Beijing's famous Silk Street market is gathering evidence of "entrapment" against five international fashion companies in the dispute over the sale of fake brand-name goods.
General manager Wang Zili said earlier this week the market will sue Chanel, Prada, Burberry, Louis Vuitton and Gucci for denigrating the market's reputation with allegations that fake prestige brands are sold openly there.
Wang claimed the market could not be held accountable for the allegedly fake goods that the five companies claimed they bought there.
A large number of foreign and Chinese people flock to the market every day and some of them had bought fake goods under the table, but this practice could not be controlled by market managers, Wang said.
Managers had taken a series of measures to eradicate illegal items from the market, Wang said.
The international firms sued the market and five business stalls last November for allegedly selling pirated copies of their products.
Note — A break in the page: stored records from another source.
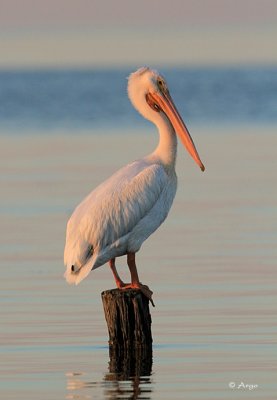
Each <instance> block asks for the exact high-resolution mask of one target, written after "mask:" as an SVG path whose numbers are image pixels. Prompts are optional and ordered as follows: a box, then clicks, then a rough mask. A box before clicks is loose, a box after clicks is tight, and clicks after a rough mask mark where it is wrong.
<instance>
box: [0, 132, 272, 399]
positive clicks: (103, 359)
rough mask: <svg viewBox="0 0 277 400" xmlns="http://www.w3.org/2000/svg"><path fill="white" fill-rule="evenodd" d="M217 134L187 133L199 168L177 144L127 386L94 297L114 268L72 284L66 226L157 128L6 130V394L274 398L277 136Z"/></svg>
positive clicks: (97, 299)
mask: <svg viewBox="0 0 277 400" xmlns="http://www.w3.org/2000/svg"><path fill="white" fill-rule="evenodd" d="M224 129H225V130H224V131H222V130H221V129H219V128H218V129H210V130H208V129H205V130H204V129H199V128H196V127H194V129H193V127H191V133H192V134H193V137H194V140H195V143H196V145H197V147H198V150H199V153H200V155H201V158H202V159H203V161H204V163H205V165H206V171H205V173H204V174H203V173H202V172H201V171H200V170H199V168H197V166H196V165H195V164H194V163H193V161H191V160H190V158H189V157H188V156H187V154H186V153H185V152H184V151H183V149H181V146H180V148H179V154H178V156H179V157H178V164H177V171H178V175H179V188H178V193H177V196H176V200H175V203H174V206H173V208H172V211H171V213H170V215H169V217H168V219H167V221H166V223H165V224H164V225H163V226H162V227H161V228H160V230H159V231H157V232H156V233H155V234H154V235H153V236H152V237H151V238H149V240H148V241H147V242H146V243H145V244H144V246H143V247H142V249H141V251H140V252H139V254H138V269H139V274H140V278H141V280H142V282H144V283H147V284H148V285H149V286H150V288H151V289H152V290H153V291H154V300H155V303H156V307H155V309H152V319H153V327H152V329H153V337H154V344H153V364H152V370H151V373H149V374H147V375H146V376H132V377H128V379H127V378H126V377H125V378H124V379H123V380H122V376H120V374H115V373H113V372H111V371H110V368H109V351H108V346H107V340H108V339H107V329H106V326H105V321H104V317H103V312H102V304H101V299H100V293H101V291H102V290H106V289H109V288H112V287H114V283H113V279H112V276H111V273H110V271H109V269H108V268H107V267H105V266H103V267H101V268H99V269H97V270H96V271H95V272H93V273H92V274H90V276H89V277H88V278H87V279H86V280H85V281H84V282H82V283H81V284H80V285H79V286H78V287H71V286H68V285H67V284H66V282H65V281H64V279H63V277H62V275H63V271H64V268H63V263H62V254H63V246H64V234H65V224H66V221H67V219H68V217H69V215H70V213H71V211H72V209H73V208H74V207H75V205H76V204H77V203H78V202H79V201H80V200H81V199H82V198H83V197H84V196H85V195H86V194H87V193H88V192H89V191H90V189H92V188H93V187H95V186H96V185H97V184H98V183H100V182H101V181H102V180H103V179H105V178H106V177H108V176H109V175H110V174H111V173H112V172H113V171H115V170H116V169H117V168H119V167H120V166H121V165H124V164H125V163H127V162H128V161H130V160H133V159H135V158H138V157H141V156H142V155H144V154H146V153H147V152H148V151H151V150H152V148H153V146H154V145H155V143H156V139H157V138H156V136H155V133H154V130H152V131H151V129H150V130H149V135H146V134H145V131H135V132H134V133H133V135H127V134H124V135H109V131H105V132H102V131H100V130H99V131H96V130H95V131H93V132H92V133H91V135H88V134H87V133H85V134H82V132H79V133H78V135H66V134H64V133H62V132H61V131H60V132H58V133H56V134H55V135H49V134H48V132H47V131H46V132H42V131H40V132H38V134H34V135H26V134H25V135H10V133H9V132H8V131H6V132H4V131H2V136H1V149H0V171H1V173H0V185H1V201H0V218H1V244H0V251H1V267H2V268H1V270H2V275H1V281H0V286H1V308H0V314H1V316H0V318H1V332H0V337H1V341H0V343H1V364H0V381H1V382H0V386H1V397H3V398H5V399H19V398H20V399H22V400H24V399H28V400H30V399H57V398H59V399H61V398H64V399H82V400H84V399H123V398H129V399H151V400H154V399H169V398H170V399H184V398H188V399H197V400H204V399H205V400H207V399H223V398H224V399H225V400H229V399H248V398H249V399H250V398H251V399H261V398H262V399H265V400H267V399H268V400H269V399H270V400H272V399H274V398H275V396H276V390H277V384H276V367H277V362H276V355H277V354H276V353H277V352H276V333H277V332H276V308H277V307H276V304H277V293H276V256H277V250H276V249H277V248H276V215H277V209H276V199H277V189H276V170H277V159H276V146H277V138H276V132H275V130H274V129H273V128H272V129H270V128H267V129H264V130H263V131H260V129H257V128H254V127H253V126H248V127H240V126H238V127H237V129H236V130H232V131H231V130H230V129H229V130H228V129H227V128H224ZM123 147H124V151H122V149H123ZM119 265H120V266H119V271H120V273H121V274H122V275H123V277H124V278H127V277H128V274H127V268H126V265H125V260H124V259H123V258H121V259H120V261H119ZM230 382H233V383H234V384H233V383H231V386H232V385H235V386H234V388H230V387H229V384H230ZM241 382H242V383H243V384H244V386H245V387H243V386H241ZM246 385H249V386H246ZM251 385H252V386H255V388H252V389H250V387H252V386H251ZM239 386H240V387H239ZM256 386H257V387H256Z"/></svg>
They demanded 2.5 million yuan (310,000 U.S. dollars) in compensation.
Beijing No. 2 Intermediate People's Court ordered the market and the stall owners to pay each of the five international companies 20,000 yuan (2,500 U.S dollars) last December.
The market appealed to the Higher People's Court of Beijing.
Wang said the possibility of "entrapment" could not be ruled out if the brand-name firms had bought fake copies of their products after such goods had disappeared from the market.
During the first hearing, lawyers representing the companies submitted a notarized document as evidence that they had bought fake goods at the market.
"But the document cannot prove that fake goods are sold openly on the market," said Wang.
Lawyer Wang Yadong, who represents the five companies, dismissed the allegation of "entrapment" as impossible.